Окружают, красотой соря…
Ситцевые, ситцевые, что вы!
Вы с ума сошли: она ж – своя!
Там, за поворотом Малой Бронной,
где окно распахнуто на юг,
за ее испуганные брови
десять пар непуганных дают.
Тех, которые ее любили,
навсегда связала с ней судьба.
И за голубями голубыми
больше не уходят ястреба.
Вот и мне не вырваться из плена.
Так кружиться мне, и так мне жить…
Я – алхимик.
Ты – моя проблема
вечная…
тебя не разрешить.
1959
* * *
О.Б.
Мне нужно на кого-нибудь молиться.
Подумайте, простому муравью
вдруг захотелось в ноженьки валиться,
поверить в очарованность свою!
И муравья тогда покой покинул,
все показалось будничным ему,
и муравей создал себе богиню
по образу и духу своему.
И в день седьмой, в какое-то мгновенье,
она возникла из ночных огней
без всякого небесного знаменья…
Пальтишко было легкое на ней.
Все позабыв – и радости и муки,
он двери распахнул в свое жилье
и целовал обветренные руки
и старенькие туфельки ее.
И тени их качались на пороге.
Безмолвный разговор они вели,
красивые и мудрые, как боги,
и грустные, как жители земли.
1959
* * *
О.Б.
Звезды сыплются в густую траву…
Я в деревне Лазаревке живу,
где налево от ворот любых
километры лесов голубых,
где направо от любых ворот
волчьих вотчин невпроворот.
Я в деревне Лазаревке живу,
вдоль по Лазаревке странствую…
Ты пошли мне, Лазаревка, жену,
как ты, Лазаревка, ласковую,
как ты, Лазаревка, крутую в мороз,
как ты, Лазаревка, жаркую;
чтоб звалась она Марфою,
чтобы ей без меня не жилось,
чтобы отражались в тихой заводи
армии Марфиных соловьев,
чтобы таял от тихой зависти
синий снег под пимами ее.
А когда трактора приползают с марша,
тарахтя на все голоса,
чтоб маячила у околицы Марфа,
тоненькая, как лоза.
1959
* * *
Раскрываю страницы ладоней,
молчаливых ладоней твоих,
что-то светлое и молодое,
удивленное смотрит из них.
Я листаю страницы.
Маячит
пережитое.
Я как в плену.
Вон какой-то испуганный мальчик
сам с собою играет в войну.
Вон какая-то женщина плачет —
очень падают слезы в цене,
и какой-то задумчивый мальчик
днем и ночью идет по войне.
Я листаю страницы,
листаю,
исступленно листаю листы:
пережитого громкие стаи,
как синицы,
летят на кусты.
И уже не найти человека,
кто не понял бы вдруг на заре,
что погода двадцатого века
началась на арбатском дворе.
О, ладони твои все умеют,
все, что было, читаю по ним,
и когда мои губы немеют,
припадаю к ладоням твоим,
припадаю к ладоням горячим,
в синих жилках веселых тону…
Кто там плачет?…
Никто там не плачет…
Просто дети играют в войну!
1959
БУМАЖНЫЙ СОЛДАТИК
Один солдат на свете жил,
красивый и отважный,
но он игрушкой детской был:
ведь был солдат бумажный.
Он переделать мир хотел,
чтоб был счастливым каждый,
а сам на ниточке висел:
ведь был солдат бумажный.
Он был бы рад – в огонь и в дым,
за вас погибнуть дважды,
но потешались вы над ним:
ведь был солдат бумажный.
Не доверяли вы ему
своих секретов важных,
а почему?
А потому,
что был солдат бумажный.
В огонь?

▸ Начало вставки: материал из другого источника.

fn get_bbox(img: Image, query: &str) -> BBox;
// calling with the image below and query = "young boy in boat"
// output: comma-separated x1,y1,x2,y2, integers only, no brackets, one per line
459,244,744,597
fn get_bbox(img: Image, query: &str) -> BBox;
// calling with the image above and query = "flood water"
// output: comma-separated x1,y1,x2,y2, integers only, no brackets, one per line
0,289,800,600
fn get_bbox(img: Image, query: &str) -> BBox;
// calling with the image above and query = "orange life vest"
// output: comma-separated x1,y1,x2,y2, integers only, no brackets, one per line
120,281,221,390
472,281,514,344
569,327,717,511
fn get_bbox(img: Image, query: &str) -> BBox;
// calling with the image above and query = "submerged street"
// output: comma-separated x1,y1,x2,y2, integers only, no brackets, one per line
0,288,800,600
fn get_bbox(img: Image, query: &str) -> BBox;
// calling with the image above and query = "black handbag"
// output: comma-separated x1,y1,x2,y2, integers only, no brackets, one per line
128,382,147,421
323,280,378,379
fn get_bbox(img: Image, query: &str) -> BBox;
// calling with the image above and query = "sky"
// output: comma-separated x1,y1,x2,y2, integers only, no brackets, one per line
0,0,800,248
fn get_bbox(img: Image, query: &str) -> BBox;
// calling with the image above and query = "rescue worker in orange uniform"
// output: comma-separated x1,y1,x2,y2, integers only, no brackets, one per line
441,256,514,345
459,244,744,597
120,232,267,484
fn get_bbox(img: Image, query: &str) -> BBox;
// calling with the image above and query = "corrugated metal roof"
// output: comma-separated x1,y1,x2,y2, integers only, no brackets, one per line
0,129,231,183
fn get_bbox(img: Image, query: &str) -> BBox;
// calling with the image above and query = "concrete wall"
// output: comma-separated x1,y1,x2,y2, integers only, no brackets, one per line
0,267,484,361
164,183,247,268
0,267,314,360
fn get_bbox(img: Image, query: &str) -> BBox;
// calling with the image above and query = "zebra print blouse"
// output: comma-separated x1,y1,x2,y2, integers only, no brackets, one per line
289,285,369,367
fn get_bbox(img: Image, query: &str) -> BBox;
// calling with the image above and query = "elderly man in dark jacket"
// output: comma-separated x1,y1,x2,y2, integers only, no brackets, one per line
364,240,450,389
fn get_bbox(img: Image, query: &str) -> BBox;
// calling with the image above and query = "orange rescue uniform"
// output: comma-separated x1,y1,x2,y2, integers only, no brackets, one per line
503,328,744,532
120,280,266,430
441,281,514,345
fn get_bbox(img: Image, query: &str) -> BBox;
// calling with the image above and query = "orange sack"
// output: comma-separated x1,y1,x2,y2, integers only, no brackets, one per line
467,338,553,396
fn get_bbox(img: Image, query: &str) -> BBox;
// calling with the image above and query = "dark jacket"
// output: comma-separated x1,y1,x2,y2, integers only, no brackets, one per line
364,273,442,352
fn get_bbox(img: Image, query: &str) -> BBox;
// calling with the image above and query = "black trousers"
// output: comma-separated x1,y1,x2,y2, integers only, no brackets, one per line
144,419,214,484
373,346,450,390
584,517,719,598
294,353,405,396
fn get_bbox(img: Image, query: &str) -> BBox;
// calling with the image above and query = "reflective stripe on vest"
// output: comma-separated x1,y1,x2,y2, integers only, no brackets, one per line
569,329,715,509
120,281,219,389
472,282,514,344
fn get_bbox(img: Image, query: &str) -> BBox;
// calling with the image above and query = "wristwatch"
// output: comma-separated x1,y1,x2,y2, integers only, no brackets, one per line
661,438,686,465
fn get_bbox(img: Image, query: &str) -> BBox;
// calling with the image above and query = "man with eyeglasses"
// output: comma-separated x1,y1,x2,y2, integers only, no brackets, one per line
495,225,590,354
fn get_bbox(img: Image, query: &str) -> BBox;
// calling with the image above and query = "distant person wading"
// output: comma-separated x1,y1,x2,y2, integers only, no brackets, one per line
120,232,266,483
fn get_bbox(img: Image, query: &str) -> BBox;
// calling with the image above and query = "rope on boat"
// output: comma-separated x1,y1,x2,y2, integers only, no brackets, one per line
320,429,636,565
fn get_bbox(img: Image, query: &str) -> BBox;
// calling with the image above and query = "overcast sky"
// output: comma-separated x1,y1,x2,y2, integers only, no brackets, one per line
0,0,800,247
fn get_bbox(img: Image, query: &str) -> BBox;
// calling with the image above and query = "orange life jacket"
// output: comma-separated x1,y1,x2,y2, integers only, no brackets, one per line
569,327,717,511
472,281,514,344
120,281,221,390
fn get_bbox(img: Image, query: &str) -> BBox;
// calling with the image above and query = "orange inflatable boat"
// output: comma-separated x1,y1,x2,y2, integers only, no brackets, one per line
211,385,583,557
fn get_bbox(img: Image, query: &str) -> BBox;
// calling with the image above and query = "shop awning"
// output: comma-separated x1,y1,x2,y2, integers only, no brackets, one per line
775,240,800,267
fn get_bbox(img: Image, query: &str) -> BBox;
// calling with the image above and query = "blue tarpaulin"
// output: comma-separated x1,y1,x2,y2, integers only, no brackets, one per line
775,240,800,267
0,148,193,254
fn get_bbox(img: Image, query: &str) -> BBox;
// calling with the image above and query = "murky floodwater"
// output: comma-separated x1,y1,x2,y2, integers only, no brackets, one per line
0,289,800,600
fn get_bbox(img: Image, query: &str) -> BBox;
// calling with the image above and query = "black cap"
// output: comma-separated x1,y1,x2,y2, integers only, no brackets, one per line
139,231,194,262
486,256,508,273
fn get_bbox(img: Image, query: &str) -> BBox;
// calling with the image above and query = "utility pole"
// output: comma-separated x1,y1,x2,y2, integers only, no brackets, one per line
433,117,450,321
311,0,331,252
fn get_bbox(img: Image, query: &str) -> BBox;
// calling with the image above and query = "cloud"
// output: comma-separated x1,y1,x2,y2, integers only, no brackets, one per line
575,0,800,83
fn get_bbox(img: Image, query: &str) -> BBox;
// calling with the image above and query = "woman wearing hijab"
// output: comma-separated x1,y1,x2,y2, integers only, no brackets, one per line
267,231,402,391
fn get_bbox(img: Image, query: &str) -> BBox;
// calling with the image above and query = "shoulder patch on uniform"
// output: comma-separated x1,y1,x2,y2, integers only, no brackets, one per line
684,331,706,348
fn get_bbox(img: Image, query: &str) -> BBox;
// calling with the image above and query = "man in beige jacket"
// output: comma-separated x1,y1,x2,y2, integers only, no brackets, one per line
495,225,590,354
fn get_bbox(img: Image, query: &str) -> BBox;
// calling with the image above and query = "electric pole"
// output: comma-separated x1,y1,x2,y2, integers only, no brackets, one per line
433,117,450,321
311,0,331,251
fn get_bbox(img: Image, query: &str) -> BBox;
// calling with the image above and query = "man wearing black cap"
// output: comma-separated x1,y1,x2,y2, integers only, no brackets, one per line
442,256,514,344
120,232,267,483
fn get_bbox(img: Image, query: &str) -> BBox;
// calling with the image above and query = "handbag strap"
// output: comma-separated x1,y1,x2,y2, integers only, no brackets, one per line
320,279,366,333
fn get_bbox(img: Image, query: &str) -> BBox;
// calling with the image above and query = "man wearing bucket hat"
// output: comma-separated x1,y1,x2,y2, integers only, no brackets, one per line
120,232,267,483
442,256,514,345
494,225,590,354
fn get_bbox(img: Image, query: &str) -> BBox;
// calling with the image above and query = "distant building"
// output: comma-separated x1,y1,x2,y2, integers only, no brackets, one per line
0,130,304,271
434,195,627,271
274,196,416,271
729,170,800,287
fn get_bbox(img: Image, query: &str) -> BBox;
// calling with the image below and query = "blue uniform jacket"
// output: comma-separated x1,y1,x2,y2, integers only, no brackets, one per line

Ну что ж, иди! Идешь?
И он шагнул однажды,
и там сгорел он ни за грош:
ведь был солдат бумажный.
1959
* * *
Б.А.
Рифмы, милые мои,
баловни мои,
гордячки!
Вы – как будто соловьи
из бессонниц и горячки,
вы – как музыка за мной,
умопомраченья вроде,
вы – как будто шар земной,
вскрикнувший
на повороте.
С вами я, как тот богач,
и куражусь и чудачу,
но из всяких неудач
выбираю вам удачу…
Я как всадник на коне
со склоненной головою…
Господи,
легко ли мне?…
Вам-то
хорошо ль
со мною?…
1959
О КУЗНЕЧИКАХ
Два кузнечика зеленых в траве, насупившись,
сидят.
Над ними синие туманы во все стороны летят.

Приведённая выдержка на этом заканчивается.